Cheguei a Los Arcos e fui até o final da vila...refúgio Alberdi.
As pessoas normalmente ficavam no primeiro refúgio da cidade.
Indo até o final dos "pueblos" teoricamente você teria mais chance de privacidade no quarto.
Consegui dormir em cama normal...sem ninguém acima de mim.
Que luxo não bater a cabeça logo cedo!
Lavei minhas roupas em água gelada...as mãos doíam muito...e fui tomar chocolate quente.

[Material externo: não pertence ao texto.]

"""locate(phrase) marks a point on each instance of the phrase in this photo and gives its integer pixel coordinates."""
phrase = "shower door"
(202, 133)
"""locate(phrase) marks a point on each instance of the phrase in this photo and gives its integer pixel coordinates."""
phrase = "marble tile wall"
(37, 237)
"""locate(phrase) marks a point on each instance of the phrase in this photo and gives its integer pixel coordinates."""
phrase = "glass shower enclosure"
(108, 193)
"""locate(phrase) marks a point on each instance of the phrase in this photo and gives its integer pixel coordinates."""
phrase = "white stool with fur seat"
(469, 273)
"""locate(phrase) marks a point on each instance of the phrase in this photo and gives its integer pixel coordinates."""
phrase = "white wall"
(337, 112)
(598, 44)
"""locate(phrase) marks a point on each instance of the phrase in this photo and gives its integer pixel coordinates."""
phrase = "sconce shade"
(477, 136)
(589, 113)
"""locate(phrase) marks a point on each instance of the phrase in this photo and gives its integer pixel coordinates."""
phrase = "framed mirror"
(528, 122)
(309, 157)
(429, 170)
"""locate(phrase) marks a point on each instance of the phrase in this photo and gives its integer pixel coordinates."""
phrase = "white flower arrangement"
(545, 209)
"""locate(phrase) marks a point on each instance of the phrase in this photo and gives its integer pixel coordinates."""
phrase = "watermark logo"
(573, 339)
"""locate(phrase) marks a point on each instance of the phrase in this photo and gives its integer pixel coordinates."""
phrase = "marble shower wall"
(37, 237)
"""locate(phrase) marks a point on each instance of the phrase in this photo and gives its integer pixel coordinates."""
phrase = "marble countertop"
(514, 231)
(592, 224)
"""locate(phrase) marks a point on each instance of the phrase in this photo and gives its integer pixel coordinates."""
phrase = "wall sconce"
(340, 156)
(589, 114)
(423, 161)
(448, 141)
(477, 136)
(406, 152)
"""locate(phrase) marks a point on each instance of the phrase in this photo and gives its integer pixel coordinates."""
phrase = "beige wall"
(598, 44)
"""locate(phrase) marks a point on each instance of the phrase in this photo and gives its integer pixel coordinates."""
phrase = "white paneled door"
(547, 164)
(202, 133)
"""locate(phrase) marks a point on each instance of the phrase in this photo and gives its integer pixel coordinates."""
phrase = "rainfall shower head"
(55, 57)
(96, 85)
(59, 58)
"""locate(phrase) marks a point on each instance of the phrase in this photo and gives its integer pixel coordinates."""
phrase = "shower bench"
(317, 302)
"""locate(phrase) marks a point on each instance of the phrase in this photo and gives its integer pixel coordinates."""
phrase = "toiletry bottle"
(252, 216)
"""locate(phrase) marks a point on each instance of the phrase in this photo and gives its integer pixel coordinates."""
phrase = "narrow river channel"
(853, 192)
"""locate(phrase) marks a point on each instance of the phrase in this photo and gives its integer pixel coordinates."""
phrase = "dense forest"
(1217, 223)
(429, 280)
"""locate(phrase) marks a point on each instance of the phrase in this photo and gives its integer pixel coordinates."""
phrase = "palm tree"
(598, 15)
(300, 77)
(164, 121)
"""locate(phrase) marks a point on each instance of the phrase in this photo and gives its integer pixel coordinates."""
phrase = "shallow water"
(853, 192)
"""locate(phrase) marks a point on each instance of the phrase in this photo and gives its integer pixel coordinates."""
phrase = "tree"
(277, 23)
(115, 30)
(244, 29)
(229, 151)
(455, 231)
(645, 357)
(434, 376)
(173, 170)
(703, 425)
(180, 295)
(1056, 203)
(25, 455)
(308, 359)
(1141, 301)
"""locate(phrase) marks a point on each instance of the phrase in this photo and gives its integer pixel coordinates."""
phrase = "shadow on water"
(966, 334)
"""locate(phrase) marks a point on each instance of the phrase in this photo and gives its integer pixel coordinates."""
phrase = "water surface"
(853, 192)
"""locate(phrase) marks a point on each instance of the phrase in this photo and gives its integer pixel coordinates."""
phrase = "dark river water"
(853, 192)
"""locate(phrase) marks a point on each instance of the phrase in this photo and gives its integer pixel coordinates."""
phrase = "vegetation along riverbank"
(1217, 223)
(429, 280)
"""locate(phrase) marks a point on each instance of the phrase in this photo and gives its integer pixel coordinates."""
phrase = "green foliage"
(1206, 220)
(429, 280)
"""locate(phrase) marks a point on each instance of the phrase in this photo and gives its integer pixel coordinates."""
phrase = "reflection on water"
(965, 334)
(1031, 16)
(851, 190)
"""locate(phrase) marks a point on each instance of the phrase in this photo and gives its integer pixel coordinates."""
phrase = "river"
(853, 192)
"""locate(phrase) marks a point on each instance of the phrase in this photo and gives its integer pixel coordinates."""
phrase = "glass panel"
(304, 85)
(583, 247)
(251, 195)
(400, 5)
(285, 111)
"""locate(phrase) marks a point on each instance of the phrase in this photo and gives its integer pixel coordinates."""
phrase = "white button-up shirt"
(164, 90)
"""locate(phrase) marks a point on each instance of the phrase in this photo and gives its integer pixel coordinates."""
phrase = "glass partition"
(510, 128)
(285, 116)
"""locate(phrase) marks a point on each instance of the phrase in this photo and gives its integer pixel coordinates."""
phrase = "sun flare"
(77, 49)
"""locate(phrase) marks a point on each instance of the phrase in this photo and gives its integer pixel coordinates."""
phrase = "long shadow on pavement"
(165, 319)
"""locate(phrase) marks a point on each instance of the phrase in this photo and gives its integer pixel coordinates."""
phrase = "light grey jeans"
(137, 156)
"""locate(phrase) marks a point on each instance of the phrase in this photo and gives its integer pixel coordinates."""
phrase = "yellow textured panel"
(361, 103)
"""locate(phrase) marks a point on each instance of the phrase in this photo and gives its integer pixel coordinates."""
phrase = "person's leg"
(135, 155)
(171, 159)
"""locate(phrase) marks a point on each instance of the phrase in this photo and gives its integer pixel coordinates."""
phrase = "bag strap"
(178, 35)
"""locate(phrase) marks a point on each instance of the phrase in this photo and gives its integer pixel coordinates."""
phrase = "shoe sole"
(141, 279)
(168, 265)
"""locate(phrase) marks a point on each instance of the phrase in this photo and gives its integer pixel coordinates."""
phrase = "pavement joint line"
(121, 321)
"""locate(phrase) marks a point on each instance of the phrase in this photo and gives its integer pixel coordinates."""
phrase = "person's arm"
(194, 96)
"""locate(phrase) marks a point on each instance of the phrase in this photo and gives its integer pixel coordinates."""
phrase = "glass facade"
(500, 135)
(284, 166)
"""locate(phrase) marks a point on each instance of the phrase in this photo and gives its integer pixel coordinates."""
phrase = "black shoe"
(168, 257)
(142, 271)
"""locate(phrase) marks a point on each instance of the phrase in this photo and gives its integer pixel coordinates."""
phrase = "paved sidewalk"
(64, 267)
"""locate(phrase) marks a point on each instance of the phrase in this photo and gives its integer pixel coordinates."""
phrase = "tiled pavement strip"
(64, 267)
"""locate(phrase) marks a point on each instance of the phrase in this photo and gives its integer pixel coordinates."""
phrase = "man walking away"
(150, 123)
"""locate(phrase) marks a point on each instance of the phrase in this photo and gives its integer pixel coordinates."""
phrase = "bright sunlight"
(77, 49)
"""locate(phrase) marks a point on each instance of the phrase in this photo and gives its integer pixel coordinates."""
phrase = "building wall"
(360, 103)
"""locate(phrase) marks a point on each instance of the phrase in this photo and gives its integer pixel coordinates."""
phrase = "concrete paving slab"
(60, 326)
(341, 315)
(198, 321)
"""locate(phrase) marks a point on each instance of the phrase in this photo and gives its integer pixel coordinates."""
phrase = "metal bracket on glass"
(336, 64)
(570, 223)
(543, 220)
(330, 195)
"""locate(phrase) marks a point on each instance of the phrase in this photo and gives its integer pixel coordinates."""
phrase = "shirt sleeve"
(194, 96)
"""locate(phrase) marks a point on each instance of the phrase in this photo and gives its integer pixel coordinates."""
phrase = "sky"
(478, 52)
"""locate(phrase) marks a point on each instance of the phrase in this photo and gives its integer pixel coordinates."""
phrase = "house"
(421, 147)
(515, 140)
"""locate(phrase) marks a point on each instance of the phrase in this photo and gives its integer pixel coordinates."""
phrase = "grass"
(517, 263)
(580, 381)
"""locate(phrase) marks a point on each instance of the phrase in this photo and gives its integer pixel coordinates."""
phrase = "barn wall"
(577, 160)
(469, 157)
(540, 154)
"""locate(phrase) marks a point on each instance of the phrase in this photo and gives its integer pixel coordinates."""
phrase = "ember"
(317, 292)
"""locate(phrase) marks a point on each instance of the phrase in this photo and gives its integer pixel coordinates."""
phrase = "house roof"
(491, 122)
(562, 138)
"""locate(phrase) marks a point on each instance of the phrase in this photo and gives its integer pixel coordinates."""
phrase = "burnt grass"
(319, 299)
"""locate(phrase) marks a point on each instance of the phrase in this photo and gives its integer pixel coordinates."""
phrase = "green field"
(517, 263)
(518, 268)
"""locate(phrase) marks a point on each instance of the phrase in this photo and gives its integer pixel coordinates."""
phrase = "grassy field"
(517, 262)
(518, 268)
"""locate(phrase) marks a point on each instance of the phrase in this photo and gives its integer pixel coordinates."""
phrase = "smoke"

Bem no meio da "plaza central" de Los Arcos havia essa linda igreja paroquial barroca...fui rezar e agradecer por tudo e por todos.
Encontrei a francesa Carmen...delicadíssima convidou-me para sentar com ela...diria depois..."bon chemin Leilá!".
E os seus amigos italianos Arnolfo, Paulo e Massimo..."tutti bonna gente!"...chamavam-me de Leila "fiore"...por causa da flor amarela na minha mochila.
Jantei com Beo que mal andava e dei-lhe o relaxante muscular mais um emplastro para as dores.
Nos despedimos...no caminho para o refúgio havia um lago com muitos patinhos...lembrei do meu neto.
Fiz minhas anotações e fui dormir cedo...não havia ainda escurecido.
Calculei as distâncias percorridas e muito feliz descobri que havia caminhado meus primeiros mais de 100 quilômetros!